OK, my mother often says that you cannot effectively clean an entire house at once. You have to do it one room at a time. I think when it comes to spiritual growth and progression that God looks at our lives the exact same way. As I’ve grown closer to God, I have realized that it’s not him that pressures us to change. Convicts us, yes. But pressures us? No, we let flesh handle that all on it’s own…and it’s usually not the most effective kind of therapy.
I’m starting that off to say that if you have several areas of addiction that you are working through, do not get overwhelmed. If you smoke and drink, pick one and start there. If you read erotica and watch movies, trying letting the movies go and then moving on to the books. Now, I’m not saying that going “cold turkey” is impossible, but from personal experience I can attest to the fact that taking one day—and addiction at a time is more probable.

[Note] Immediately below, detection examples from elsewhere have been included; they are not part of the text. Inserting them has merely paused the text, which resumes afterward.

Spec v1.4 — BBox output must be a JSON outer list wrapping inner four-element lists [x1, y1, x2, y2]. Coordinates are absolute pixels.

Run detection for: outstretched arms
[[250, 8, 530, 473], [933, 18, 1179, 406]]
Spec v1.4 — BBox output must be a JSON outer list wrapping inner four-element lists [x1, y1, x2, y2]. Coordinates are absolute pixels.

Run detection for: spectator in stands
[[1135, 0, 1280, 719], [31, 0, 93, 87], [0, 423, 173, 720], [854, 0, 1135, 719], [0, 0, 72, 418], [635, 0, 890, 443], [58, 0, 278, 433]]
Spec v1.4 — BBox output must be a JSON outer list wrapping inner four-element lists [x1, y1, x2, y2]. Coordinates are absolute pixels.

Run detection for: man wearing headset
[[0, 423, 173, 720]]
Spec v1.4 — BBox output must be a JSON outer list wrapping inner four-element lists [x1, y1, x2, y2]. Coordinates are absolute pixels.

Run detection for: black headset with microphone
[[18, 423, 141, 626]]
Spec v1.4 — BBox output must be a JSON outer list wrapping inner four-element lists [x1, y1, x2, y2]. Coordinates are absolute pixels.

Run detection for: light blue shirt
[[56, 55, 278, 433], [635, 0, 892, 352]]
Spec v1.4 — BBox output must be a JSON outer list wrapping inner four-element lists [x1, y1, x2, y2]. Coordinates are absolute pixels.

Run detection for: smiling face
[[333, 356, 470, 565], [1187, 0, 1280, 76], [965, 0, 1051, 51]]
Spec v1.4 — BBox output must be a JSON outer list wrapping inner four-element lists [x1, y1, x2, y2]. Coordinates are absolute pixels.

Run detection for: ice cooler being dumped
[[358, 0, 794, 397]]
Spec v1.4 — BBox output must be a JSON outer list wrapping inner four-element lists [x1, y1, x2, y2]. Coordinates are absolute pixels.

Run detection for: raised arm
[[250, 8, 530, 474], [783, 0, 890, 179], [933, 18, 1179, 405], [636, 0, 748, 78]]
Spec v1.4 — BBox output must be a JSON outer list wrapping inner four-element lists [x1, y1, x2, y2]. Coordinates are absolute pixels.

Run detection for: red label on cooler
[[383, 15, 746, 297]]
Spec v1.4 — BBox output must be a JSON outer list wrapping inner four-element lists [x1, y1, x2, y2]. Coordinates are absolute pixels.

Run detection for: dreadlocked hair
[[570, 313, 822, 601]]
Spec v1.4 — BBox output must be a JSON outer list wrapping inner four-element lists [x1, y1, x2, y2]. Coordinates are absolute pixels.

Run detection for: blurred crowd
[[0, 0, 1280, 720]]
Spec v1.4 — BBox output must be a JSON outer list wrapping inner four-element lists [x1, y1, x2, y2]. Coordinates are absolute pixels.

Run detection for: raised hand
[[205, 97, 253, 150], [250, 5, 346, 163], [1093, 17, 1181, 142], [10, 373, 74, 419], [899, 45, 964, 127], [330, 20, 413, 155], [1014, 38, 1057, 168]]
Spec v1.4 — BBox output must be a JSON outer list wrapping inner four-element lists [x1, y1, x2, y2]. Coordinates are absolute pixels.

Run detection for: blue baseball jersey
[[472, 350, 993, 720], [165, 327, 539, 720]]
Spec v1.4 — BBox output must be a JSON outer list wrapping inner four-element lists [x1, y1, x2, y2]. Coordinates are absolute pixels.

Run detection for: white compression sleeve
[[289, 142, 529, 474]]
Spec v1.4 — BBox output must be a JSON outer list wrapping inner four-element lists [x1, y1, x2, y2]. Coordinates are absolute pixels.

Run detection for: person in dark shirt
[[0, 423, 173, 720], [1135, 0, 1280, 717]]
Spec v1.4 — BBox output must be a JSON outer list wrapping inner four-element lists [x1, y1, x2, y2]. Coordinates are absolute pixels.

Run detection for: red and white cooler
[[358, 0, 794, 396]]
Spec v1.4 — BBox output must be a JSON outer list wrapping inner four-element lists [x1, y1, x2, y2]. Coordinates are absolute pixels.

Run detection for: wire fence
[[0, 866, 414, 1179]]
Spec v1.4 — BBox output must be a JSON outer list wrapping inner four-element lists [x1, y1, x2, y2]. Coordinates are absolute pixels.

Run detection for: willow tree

After all, when the Word says that “Love is patient” (I Corinthians 13:4) and that we are to be “Anxious for nothing” (Philippians 4:6), I believe this also applies to the steps of recovery.
With that said, let me share something with you that God told me the day after he wrote me my love letter (the blog post before this one).
As a writer, I guess it’s an occupational hazard that I journal quite a bit. Well, as I was telling my Father about what a crappy day I was having because spring is in the air and I wanted to indulge in some “illegal activity” (sex…which is for married folks), I found myself thinking (via writing) about why God would care so much about fornication since he is a spirit and it’s an act of the flesh. Of course, again, he took me to the beginning, Genesis and reminded me that it is the act of sex that actually unites flesh; not just the flesh, but the heart.
This is where it gets good. For many, many months, I have been abstinent, but there has been a guy who has been (whether consciously or unconsciously) the object of my affection for many, many years. As I found myself getting ready to throw a temper tantrum about how faithful I had been to God without seeing the “fruit of my labor” (yet), he took me to this scripture:
“And you shall love the Lord your God with all your heart, with all your soul, with all your mind, and with all your strength.’ This is the first commandment.”—Mark 12:30 (NKJV)
GOD: Shellie, you get props for saving your body (and yes, I do believe that God speaks to his children in ways that they understand), but what about your heart? I need that, too. That is when I will consider you totally abstinent and faithful to me.
WOOOOOOOOOOOOOW. To be honest with you, I never really thought of that way until now, nor do I feel guilty about just coming up on that discovery. As long as you stay open, willing and obedient, God will lead you to where you need to be WHEN YOU NEED TO BE THERE. Obviously, God felt there were bigger fish to fry this time last year and the year before that…and the year before that then getting me to become “heart abstinent”. (Trust me, it wasn’t too long ago because I would have scoffed at the possibility of being physically abstinent.) But, I must admit that when I repented of letting a man have access to me in a way (even emotionally) that he should say vows for, it was like a weight was lifted off of me. I don’t know what God is going to do about “that man”, but I know that my heart is lighter now that I have totally left it up to the Father to handle.
So how can I be sure that God told me that? Well, that’s the best part. This past weekend, I went to see Prince of Caspian. When I came out, a girlfriend of mine that I haven’t spoken with in a couple of weeks left me a voicemail that said, “Shellie, I have a quote that made me think of you. I don’t want to leave it on your voicemail because I think I am meant to read it to you so call me as soon as you can.”
When I returned her call, this is what she said:
“A woman’s heart should be so hidden in Christ that only a man who seeks him can find her.”
Double WOOOOOOOOOOOOOW, right? I told her the “50 words or less” version of why I knew that was a confirmation and she said, “Don’t you just love the divine way of things?”
I really do.
So, what does this all have to do with you and your struggles? I dunno. I really was just sharing my praise report (because even advisors have battles, sometimes bigger than you can imagine!), but I guess this also serves as a confirmation for some of you, too. If you are feeling convicted about releasing a habit, maybe ask God if you should try giving him your heart first.
More and more, I am coming to see that where the heart is, the body will follow.